The RH of yarn is an important index to evaluate the physical performance of yarn. Reducing the RH generated during weaving can effectively avoid end-breakage caused by the adhesion between adjacent warps. The relationships between fatigue cycle and hair area index as well as between the fatigue cycle and hair area index (3mm or longer) are shown in Figure 5. According to the experimental results and observed morphology, typical images of worn warps at various fatigue cycles were obtained, as shown in Table 4.

Figure 5

As can be seen in Figure 5, under different fatigue cycles, H and H₁ indicate that the RH increases slightly with an increasing fatigue cycle in the first 5% of fatigue cycles for all samples mentioned above. This may be explained as follows.
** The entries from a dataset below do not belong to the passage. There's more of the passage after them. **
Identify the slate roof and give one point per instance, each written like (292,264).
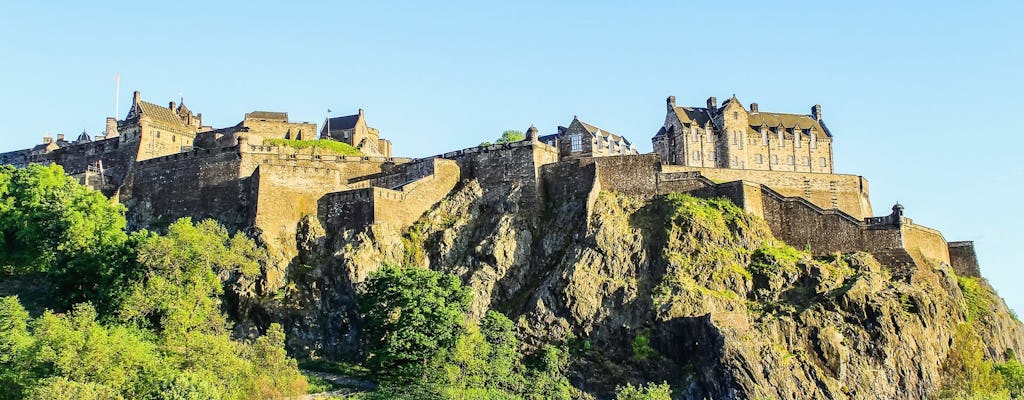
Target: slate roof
(594,131)
(266,116)
(774,120)
(161,114)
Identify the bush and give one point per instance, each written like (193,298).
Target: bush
(647,392)
(414,318)
(340,148)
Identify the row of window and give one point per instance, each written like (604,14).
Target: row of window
(738,137)
(759,159)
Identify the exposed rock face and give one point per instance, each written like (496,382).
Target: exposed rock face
(694,293)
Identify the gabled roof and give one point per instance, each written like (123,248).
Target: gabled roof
(598,131)
(158,113)
(788,121)
(694,116)
(267,116)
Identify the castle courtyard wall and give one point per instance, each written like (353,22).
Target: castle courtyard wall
(847,192)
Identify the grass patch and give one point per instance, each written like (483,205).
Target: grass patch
(336,367)
(335,146)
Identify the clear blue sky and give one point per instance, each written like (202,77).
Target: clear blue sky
(923,97)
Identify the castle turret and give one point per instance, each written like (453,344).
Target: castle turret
(531,133)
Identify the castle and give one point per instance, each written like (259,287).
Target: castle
(163,164)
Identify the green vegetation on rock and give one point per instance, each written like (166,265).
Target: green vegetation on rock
(337,147)
(145,319)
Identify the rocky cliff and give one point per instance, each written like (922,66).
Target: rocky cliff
(691,292)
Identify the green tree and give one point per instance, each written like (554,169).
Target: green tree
(646,392)
(413,319)
(507,137)
(50,223)
(180,287)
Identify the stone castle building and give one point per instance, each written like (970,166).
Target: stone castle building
(353,130)
(581,139)
(735,137)
(163,164)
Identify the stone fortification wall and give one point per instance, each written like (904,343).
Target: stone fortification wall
(506,169)
(202,183)
(398,208)
(963,259)
(795,220)
(847,192)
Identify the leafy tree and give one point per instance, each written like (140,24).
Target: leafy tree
(180,287)
(414,318)
(647,392)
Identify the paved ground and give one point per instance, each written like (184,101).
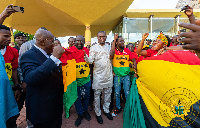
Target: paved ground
(117,121)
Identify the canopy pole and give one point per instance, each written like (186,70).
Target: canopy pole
(87,35)
(151,23)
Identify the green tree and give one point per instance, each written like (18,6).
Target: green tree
(28,36)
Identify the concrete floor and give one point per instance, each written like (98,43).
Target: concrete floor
(117,121)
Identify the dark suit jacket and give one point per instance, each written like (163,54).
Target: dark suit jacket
(44,101)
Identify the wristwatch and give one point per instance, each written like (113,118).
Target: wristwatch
(16,87)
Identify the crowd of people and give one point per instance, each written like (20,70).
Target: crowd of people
(34,70)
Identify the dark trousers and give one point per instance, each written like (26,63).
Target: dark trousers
(55,123)
(83,99)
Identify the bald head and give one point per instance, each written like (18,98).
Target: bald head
(44,40)
(80,41)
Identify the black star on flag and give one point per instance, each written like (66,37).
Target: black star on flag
(86,65)
(82,71)
(122,63)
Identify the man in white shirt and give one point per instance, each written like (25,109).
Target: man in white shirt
(102,75)
(40,67)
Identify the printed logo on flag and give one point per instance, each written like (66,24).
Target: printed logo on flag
(176,105)
(8,70)
(82,69)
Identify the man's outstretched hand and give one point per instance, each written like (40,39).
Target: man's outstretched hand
(8,11)
(58,51)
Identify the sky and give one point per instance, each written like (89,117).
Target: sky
(137,4)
First, a thin layer of the size coating is abraded, the friction component had worn off the surface of sheath fibers and exposing surface fibers of yarns to abrasion to generate a small amount of hairiness. Similarly, RH has been found to increase gradually with the increase of the fatigue cycle from 5% to 20%. The presence of worn warp gradually progressed from slightly fuzzy to rough in this stage. Nevertheless, plucking of fibers from the yarn body due to cycle abrasion and stretch is likely to create higher RH in the sheath between 20% and 40% of the fatigue cycle. Therefore, the RH is almost twice the amount suffered by up to 40% of the fatigue cycle. It is especially obvious for the H of 19.4 tex yarn. There is a small amount of hairiness nodules to form hairballs as shown in Table 4. During the last testing stage, the uptrends of RH are moderate between 40% and 80% of the fatigue cycle. The reason is to be that with the continuous expansion of the yarn core, the number of fibers projecting from the yarn surface to form hairiness is limited [21, 22, 23]. The warp was very fuzzy and more sheath fibers were damaged, and the structure of the warp became looser. Similarly, the relationship of quadratic polynomials between the hairiness area index and fatigue cycle fits well. The results of R² are almost all above 95.50%. The uptrend of RH increasing with the fatigue cycle coincides with the downtrend of SR decreasing with fatigue life.